Existing technologies have been unable to cost effectively treat water to meet Wyoming’s stringent discharge standards, resulting in the shutdown of several wells and drilling operations. However, Catalyx is negotiating with multiple companies for additional applications of its ion exchange technology, which has the potential for new industry growth and job creation.

Oil Refinery’s New Frontier

In January, Frontier Refining Inc. broke ground at the site of its new $15 million, 25,000-square-foot administration building in Cheyenne, WY. The office will provide a modern working environment for about 120 employees of Frontier’s existing oil refinery on the south side of Cheyenne.

The refinery, with a 52,000-barrel capacity, is in the final stages of a $100 million reconstruction of its coking plant. A comparable amount will be spent on environmental and safety programs, new boilers and air compressors, and upgrades to the piping system, according to Mike Milam, Frontier’s vice president and plant manager. Milam also explains that the administration building is on a fast-track construction schedule and he projects it will be completed by the end of the year.

The surrounding environment was considered during the project’s planning stage, as the new building will have a brick facade designed to match and complement Cheyenne’s downtown architecture.

Rather than demolishing them, Frontier moved four homes from the building site to a new location where they were donated to a low-income housing development.

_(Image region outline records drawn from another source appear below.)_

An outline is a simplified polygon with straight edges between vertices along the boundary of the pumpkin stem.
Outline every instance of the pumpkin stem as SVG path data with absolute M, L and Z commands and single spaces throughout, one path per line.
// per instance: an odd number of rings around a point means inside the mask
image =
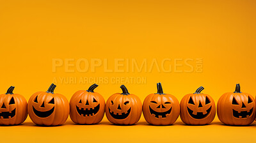
M 240 84 L 237 84 L 236 86 L 236 91 L 234 93 L 242 93 L 240 91 Z
M 201 86 L 201 87 L 200 87 L 199 88 L 198 88 L 198 89 L 196 89 L 196 92 L 194 93 L 194 94 L 200 94 L 200 93 L 201 93 L 201 91 L 202 91 L 202 90 L 204 90 L 204 87 Z
M 56 87 L 56 86 L 55 84 L 51 84 L 50 87 L 49 87 L 47 91 L 46 91 L 46 92 L 54 94 L 53 91 L 54 91 L 54 89 Z
M 94 89 L 95 89 L 97 87 L 98 87 L 99 86 L 93 84 L 93 85 L 92 85 L 87 90 L 87 92 L 90 92 L 90 93 L 94 93 L 93 90 Z
M 12 93 L 12 91 L 13 91 L 14 89 L 14 86 L 11 86 L 8 88 L 8 89 L 7 90 L 6 93 L 5 93 L 5 94 L 13 94 L 13 93 Z
M 164 91 L 163 91 L 162 84 L 161 84 L 161 82 L 157 83 L 156 85 L 157 87 L 157 93 L 156 94 L 164 94 Z
M 122 85 L 120 86 L 120 88 L 123 91 L 123 93 L 121 93 L 121 94 L 123 94 L 123 95 L 129 95 L 129 94 L 130 94 L 130 93 L 128 93 L 127 89 L 126 88 L 126 87 L 124 85 Z

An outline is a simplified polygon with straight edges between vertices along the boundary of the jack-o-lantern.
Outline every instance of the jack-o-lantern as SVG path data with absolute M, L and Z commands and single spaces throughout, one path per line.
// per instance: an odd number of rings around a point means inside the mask
M 174 96 L 163 93 L 161 83 L 157 87 L 157 93 L 148 95 L 144 100 L 144 117 L 151 124 L 173 124 L 180 114 L 179 101 Z
M 203 87 L 193 94 L 185 95 L 180 101 L 180 119 L 187 124 L 207 124 L 215 117 L 215 103 L 212 98 L 201 93 Z
M 11 86 L 6 93 L 0 94 L 0 124 L 19 124 L 27 118 L 27 101 L 22 95 L 13 94 L 13 89 Z
M 242 93 L 237 84 L 234 93 L 226 93 L 218 101 L 217 115 L 224 124 L 248 125 L 255 118 L 255 101 L 250 94 Z
M 105 113 L 105 100 L 93 91 L 98 85 L 94 84 L 86 91 L 78 91 L 70 99 L 70 118 L 78 124 L 97 124 Z
M 122 93 L 111 95 L 106 103 L 108 119 L 116 124 L 133 124 L 141 115 L 142 104 L 139 97 L 128 93 L 125 86 L 120 86 Z
M 57 126 L 63 124 L 68 118 L 68 101 L 63 95 L 53 93 L 56 86 L 52 84 L 47 91 L 36 92 L 30 97 L 28 111 L 34 123 Z

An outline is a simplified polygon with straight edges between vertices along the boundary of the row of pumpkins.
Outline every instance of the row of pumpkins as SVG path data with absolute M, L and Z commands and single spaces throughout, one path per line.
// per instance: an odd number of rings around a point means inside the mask
M 102 96 L 94 92 L 97 86 L 93 84 L 88 90 L 77 91 L 69 103 L 64 96 L 54 93 L 56 85 L 53 84 L 47 91 L 33 94 L 28 103 L 22 95 L 13 94 L 14 87 L 11 86 L 6 94 L 0 95 L 0 124 L 20 124 L 28 113 L 33 123 L 45 126 L 62 124 L 68 114 L 77 124 L 98 123 L 106 112 L 113 124 L 133 124 L 139 121 L 143 111 L 146 121 L 155 125 L 172 124 L 179 115 L 187 124 L 206 124 L 212 121 L 216 114 L 212 98 L 201 93 L 203 87 L 186 94 L 179 104 L 174 96 L 163 93 L 158 83 L 157 93 L 148 95 L 142 105 L 140 98 L 130 94 L 124 85 L 120 86 L 123 93 L 113 94 L 105 104 Z M 252 95 L 241 93 L 240 85 L 237 84 L 235 92 L 225 93 L 219 99 L 217 114 L 226 124 L 250 124 L 255 118 L 255 100 Z

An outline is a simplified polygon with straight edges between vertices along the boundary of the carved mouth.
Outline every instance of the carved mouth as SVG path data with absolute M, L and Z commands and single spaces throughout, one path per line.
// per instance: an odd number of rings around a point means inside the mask
M 210 113 L 211 112 L 211 109 L 212 109 L 212 107 L 211 106 L 207 110 L 206 110 L 206 114 L 204 114 L 203 112 L 197 112 L 196 115 L 193 114 L 193 110 L 191 110 L 188 107 L 187 107 L 188 108 L 188 113 L 189 114 L 189 115 L 195 119 L 203 119 L 204 117 L 205 117 L 206 116 L 207 116 L 207 115 Z
M 116 113 L 116 114 L 115 114 L 114 112 L 111 112 L 110 110 L 109 107 L 108 108 L 108 110 L 109 111 L 110 115 L 115 119 L 124 119 L 126 117 L 128 117 L 129 114 L 130 114 L 131 112 L 131 107 L 130 109 L 127 110 L 127 112 L 125 114 L 125 112 L 122 112 L 121 115 L 119 115 L 118 113 Z
M 159 116 L 161 116 L 163 118 L 163 117 L 166 117 L 166 115 L 170 114 L 171 113 L 172 108 L 172 107 L 171 107 L 168 110 L 165 111 L 164 112 L 158 112 L 152 109 L 151 109 L 150 106 L 149 106 L 149 110 L 151 114 L 155 115 L 155 117 L 159 118 Z
M 241 111 L 240 113 L 238 111 L 233 110 L 233 116 L 237 118 L 246 118 L 250 116 L 253 111 L 253 107 L 249 111 Z
M 54 110 L 54 107 L 53 107 L 52 109 L 51 109 L 50 110 L 42 112 L 36 110 L 33 106 L 33 111 L 34 112 L 35 114 L 36 114 L 36 116 L 40 117 L 47 117 L 52 114 Z
M 98 112 L 99 109 L 100 109 L 99 104 L 97 107 L 94 107 L 94 109 L 92 109 L 92 108 L 90 108 L 90 109 L 81 108 L 81 109 L 79 109 L 79 107 L 76 106 L 76 110 L 77 111 L 78 114 L 80 116 L 84 116 L 84 117 L 93 116 Z
M 3 119 L 10 119 L 10 118 L 13 117 L 15 116 L 15 113 L 16 113 L 15 111 L 16 111 L 16 109 L 14 109 L 13 110 L 12 110 L 12 111 L 11 112 L 0 112 L 0 119 L 2 119 L 2 117 Z

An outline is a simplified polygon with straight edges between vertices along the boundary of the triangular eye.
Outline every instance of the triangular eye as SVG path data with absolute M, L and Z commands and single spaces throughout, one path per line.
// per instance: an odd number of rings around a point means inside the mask
M 95 98 L 93 98 L 93 102 L 97 102 L 95 100 Z
M 125 105 L 126 105 L 127 103 L 129 103 L 129 101 L 125 102 L 125 103 L 124 103 L 124 104 Z
M 14 102 L 13 97 L 12 97 L 11 100 L 10 100 L 9 105 L 15 104 L 15 102 Z
M 35 98 L 34 102 L 35 103 L 38 103 L 38 102 L 37 101 L 37 96 L 36 96 L 36 98 Z
M 157 104 L 157 102 L 155 102 L 155 101 L 151 101 L 150 102 L 151 102 L 151 103 L 155 103 L 155 104 Z
M 249 96 L 248 96 L 248 103 L 252 103 L 252 99 L 251 99 L 251 98 L 250 98 Z
M 195 105 L 194 102 L 193 101 L 192 98 L 191 96 L 189 101 L 188 102 L 188 103 Z
M 235 99 L 235 97 L 233 97 L 233 100 L 232 100 L 232 104 L 233 105 L 239 105 L 236 100 Z
M 49 102 L 48 102 L 48 103 L 54 104 L 54 98 L 52 98 L 52 99 Z
M 209 104 L 210 103 L 211 103 L 210 100 L 209 100 L 208 97 L 206 96 L 206 98 L 205 98 L 205 105 Z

Two Power Companies Follow the Wind

Rocky Mountain Power plans to begin operating its 66-turbine wind farm, located 12 miles north of Glenrock, WY, by October. Situated on 14,000 acres of company-owned land, the wind farm will generate 99 megawatts of renewable energy, enough electricity to power nearly 30,000 homes.

Rocky Mountain Power President Richard Walje believes that the wind farm, built on the site of a coal mine used from 1958 until 2000, will add “new cost-effective renewable energy to our electrical system and achieve a more balanced mix of resources used to generate electricity.”

Tasco Engineering, the firm that designed and built transmission lines connected to Rocky Mountain Power’s distribution system, announced plans for a smaller wind farm, located 20 miles east of Evanston, WY. Set on six square miles of land near Interstate 80, Tasco’s 29-turbine project aims to begin generating electricity by the spring.

Tasco employed 100 people during construction and will need 20 permanent workers to operate the wind farm after all production phases are completed. “Those are good-paying jobs,” says Gary Tassainer, president of Tasco. “We’re talking $40K and up.”